Örnek: Ev hanımı olan ve boşanma nedeniyle işsiz kalacak olan Ayşe Hanım, Mehmet Bey'den yoksulluk nafakası talep edebilir.



İştirak Nafakası



Boşanma sonrasında velayeti kendisine verilmeyen çocuğun bakımı, eğitimi ve geçimi için ödenen nafakaya iştirak nafakası denir (TMK m. 182). İştirak nafakası, çocuğun ergin olmasına kadar devam eder. Ancak çocuk ergin olduktan sonra da eğitimine devam ediyorsa, nafaka ödeme yükümlülüğü devam edebilir (TMK m. 328).

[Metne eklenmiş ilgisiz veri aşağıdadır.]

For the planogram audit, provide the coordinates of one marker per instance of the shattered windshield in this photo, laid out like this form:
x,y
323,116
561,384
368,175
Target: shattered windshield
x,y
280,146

Örnek: Mehmet Bey'in velayeti Ayşe Hanım'a verilen çocuğu için Mehmet Bey iştirak nafakası ödemekle yükümlüdür.



Nafaka Miktarının Belirlenmesi



Nafaka miktarı, tarafların ekonomik durumları, ihtiyaçları, kusur oranları ve çocuğun ihtiyaçları dikkate alınarak belirlenir (TMK m. 176, 182). Hakim, nafaka miktarını belirlerken hakkaniyet ilkesine uygun hareket etmek zorundadır.



Boşanma Davasında Dikkat Edilmesi Gerekenler



Boşanma davası açmadan önce veya dava sürecinde mutlaka bir avukattan hukuki destek almanız, haklarınızı korumanız açısından önemlidir. Ayrıca, mal paylaşımı ve nafaka taleplerinizi delillerle desteklemeniz, davanın seyrini olumlu yönde etkileyecektir.



Sonuç ve Öneriler



Boşanma süreci, hukuki açıdan karmaşık ve duygusal açıdan yıpratıcı olabilir. Bu süreçte haklarınızı bilmek ve doğru adımlar atmak, geleceğiniz için büyük önem taşır. Mal paylaşımı ve nafaka haklarınız konusunda detaylı bilgi almak ve profesyonel hukuki destek almak için bir avukata danışmanız en doğru karar olacaktır.